U.S. President Joe Biden’s “summer of diplomacy” continued last week, this time with stops in the Middle East, where he visited two long-term U.S. regional partners, Israel and Saudi Arabia. But unlike recent stops in the German Alps for the annual G-7 meeting or in Madrid for the NATO leaders’ summit, Biden’s meetings in Riyadh, in particular, generated a great deal of criticism and even opprobrium.
Ahead of the trip, critics had warned that visiting Saudi Arabia went directly against Biden’s campaign promise to no longer give the kingdom a “blank check” when it comes to its human rights record. Unease in Washington over U.S. ties with Saudi Arabia is not new. But it has grown into moral outrage due to the Saudi government’s involvement in the 2018 murder of Saudi dissident journalist Jamal Khashoggi, as well as the humanitarian crisis in Yemen created by the Saudi-led coalition’s war effort there.
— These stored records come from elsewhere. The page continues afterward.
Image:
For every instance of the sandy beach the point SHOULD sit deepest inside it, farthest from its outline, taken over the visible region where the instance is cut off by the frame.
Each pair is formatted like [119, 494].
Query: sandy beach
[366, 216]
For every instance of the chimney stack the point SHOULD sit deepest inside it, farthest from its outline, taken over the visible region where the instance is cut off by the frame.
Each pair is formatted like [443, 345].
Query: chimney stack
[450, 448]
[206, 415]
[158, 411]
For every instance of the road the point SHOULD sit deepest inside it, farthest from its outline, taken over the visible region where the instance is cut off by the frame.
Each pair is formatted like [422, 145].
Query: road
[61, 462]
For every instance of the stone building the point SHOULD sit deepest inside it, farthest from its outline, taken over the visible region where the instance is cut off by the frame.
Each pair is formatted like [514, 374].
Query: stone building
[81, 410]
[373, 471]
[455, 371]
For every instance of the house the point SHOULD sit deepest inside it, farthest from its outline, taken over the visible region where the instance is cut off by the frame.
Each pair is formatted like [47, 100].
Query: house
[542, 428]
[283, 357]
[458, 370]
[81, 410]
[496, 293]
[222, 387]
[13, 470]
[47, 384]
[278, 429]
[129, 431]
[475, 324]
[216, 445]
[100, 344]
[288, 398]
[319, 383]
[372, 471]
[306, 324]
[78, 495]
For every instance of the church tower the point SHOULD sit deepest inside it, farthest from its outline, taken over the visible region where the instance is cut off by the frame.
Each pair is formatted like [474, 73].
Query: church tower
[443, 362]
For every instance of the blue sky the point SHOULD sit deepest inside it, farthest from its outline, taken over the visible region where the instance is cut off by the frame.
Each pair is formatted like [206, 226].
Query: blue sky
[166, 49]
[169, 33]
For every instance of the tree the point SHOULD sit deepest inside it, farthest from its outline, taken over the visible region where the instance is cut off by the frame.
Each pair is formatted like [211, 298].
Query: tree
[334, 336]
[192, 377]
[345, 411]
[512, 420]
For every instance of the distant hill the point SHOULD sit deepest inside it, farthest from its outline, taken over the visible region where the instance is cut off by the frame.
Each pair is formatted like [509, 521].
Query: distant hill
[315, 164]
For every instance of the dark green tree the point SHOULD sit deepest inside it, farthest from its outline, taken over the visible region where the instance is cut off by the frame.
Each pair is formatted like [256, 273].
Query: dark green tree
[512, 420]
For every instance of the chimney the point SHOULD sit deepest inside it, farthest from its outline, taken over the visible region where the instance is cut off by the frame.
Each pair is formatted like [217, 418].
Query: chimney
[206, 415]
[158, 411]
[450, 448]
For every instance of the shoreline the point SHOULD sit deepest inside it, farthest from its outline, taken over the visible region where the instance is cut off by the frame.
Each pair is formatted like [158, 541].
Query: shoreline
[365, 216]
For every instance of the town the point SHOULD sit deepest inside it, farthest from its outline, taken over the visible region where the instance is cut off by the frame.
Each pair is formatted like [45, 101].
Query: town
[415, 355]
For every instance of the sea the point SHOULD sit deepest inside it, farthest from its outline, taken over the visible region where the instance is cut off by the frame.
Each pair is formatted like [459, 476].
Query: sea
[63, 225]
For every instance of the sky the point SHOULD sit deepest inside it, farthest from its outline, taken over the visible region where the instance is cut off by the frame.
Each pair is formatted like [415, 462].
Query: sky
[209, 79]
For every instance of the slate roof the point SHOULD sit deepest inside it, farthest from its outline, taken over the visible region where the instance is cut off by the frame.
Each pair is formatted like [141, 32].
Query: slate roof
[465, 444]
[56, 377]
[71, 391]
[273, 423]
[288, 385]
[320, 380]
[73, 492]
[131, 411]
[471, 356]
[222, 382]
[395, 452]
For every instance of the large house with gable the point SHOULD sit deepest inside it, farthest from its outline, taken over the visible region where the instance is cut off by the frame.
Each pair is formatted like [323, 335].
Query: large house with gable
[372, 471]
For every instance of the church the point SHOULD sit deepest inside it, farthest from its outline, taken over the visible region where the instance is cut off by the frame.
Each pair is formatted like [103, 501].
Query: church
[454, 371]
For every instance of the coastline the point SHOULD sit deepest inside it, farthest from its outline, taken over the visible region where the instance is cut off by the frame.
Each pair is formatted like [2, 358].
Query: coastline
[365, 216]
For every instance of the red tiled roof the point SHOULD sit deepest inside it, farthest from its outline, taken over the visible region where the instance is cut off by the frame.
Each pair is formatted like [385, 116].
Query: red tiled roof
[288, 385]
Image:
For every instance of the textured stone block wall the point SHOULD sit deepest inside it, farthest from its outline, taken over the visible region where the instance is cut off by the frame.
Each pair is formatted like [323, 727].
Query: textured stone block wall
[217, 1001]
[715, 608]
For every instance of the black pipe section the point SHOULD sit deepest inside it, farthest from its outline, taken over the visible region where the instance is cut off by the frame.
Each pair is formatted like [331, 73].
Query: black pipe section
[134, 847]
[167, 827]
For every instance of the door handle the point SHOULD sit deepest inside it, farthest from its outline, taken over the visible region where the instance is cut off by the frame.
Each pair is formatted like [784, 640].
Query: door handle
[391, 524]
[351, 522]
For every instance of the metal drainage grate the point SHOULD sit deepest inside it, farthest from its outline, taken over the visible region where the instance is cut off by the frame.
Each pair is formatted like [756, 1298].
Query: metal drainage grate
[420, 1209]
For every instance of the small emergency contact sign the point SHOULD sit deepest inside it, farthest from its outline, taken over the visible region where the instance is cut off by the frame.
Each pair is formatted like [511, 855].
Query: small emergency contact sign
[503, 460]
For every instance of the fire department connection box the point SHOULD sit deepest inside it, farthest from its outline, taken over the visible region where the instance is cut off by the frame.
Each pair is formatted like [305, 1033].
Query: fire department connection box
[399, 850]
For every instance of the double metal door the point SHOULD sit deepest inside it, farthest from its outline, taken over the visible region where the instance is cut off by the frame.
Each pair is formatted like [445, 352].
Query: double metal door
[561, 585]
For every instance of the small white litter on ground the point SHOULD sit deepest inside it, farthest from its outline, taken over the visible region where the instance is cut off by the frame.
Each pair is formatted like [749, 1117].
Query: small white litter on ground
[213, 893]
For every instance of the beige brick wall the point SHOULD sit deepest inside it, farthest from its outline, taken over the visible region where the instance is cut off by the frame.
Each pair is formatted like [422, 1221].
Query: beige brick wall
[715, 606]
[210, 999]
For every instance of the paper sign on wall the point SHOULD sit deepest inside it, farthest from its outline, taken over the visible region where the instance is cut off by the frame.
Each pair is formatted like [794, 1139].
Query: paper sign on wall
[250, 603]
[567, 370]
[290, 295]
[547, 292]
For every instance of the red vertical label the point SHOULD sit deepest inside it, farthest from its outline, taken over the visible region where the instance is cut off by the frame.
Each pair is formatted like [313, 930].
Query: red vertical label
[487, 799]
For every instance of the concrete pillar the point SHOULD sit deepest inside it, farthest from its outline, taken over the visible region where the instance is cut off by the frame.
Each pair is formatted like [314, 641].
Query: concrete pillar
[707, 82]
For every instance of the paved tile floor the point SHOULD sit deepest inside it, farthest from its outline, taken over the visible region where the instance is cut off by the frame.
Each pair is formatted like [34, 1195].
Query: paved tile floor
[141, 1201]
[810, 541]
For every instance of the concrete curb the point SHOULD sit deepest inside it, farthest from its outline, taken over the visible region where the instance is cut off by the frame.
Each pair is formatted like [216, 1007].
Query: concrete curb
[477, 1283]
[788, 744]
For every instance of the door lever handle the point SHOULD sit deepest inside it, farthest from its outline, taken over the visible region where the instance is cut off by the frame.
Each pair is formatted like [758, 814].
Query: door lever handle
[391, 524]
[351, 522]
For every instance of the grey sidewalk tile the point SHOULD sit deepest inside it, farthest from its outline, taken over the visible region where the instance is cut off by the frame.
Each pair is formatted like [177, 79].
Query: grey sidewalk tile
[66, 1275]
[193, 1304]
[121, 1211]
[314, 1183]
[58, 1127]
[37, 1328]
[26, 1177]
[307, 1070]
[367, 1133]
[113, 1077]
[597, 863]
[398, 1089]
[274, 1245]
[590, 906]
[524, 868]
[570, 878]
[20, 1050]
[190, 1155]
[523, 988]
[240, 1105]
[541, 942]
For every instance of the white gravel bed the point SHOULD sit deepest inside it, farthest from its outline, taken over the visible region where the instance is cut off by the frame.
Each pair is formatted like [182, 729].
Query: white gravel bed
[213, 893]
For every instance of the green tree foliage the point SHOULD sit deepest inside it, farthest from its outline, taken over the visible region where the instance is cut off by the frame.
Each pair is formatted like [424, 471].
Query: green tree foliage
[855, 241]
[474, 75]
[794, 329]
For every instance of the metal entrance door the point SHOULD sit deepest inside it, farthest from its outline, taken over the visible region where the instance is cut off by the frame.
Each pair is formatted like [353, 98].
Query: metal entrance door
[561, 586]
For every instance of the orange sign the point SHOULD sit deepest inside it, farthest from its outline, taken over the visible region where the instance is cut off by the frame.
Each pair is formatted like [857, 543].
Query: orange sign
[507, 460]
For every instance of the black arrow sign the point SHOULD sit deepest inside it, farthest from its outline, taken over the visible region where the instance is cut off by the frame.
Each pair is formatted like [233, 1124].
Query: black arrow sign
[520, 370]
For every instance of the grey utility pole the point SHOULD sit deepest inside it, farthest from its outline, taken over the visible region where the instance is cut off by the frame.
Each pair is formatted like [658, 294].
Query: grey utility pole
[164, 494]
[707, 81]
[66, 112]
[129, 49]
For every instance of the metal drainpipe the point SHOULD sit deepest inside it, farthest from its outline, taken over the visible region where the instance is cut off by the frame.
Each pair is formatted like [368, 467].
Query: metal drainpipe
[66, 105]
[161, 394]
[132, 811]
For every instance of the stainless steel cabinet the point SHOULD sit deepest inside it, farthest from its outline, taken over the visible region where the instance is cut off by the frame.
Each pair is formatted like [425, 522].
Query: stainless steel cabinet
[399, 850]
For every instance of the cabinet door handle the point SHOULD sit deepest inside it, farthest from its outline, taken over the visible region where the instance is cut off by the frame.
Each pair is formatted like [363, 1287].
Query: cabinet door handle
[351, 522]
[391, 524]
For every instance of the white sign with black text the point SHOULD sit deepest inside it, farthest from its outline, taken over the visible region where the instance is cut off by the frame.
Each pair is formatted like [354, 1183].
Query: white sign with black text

U.S. Sen. Bernie Sanders remarked, “I just don’t believe we should be maintaining a warm relationship with a dictatorship like that.” Others recognize the need to further U.S. interests in the region, but are calling the trip the “wrong kind of realpolitik.” At best, some said that it “felt wrong” even if the logic of doing so seemed “right.” Indeed, Biden went so far as to defend the visit in a pre-trip Washington Post op-ed, stating “it will advance important American interests,” including stabilizing the flow of oil from the region and preventing religiously motivated extremism.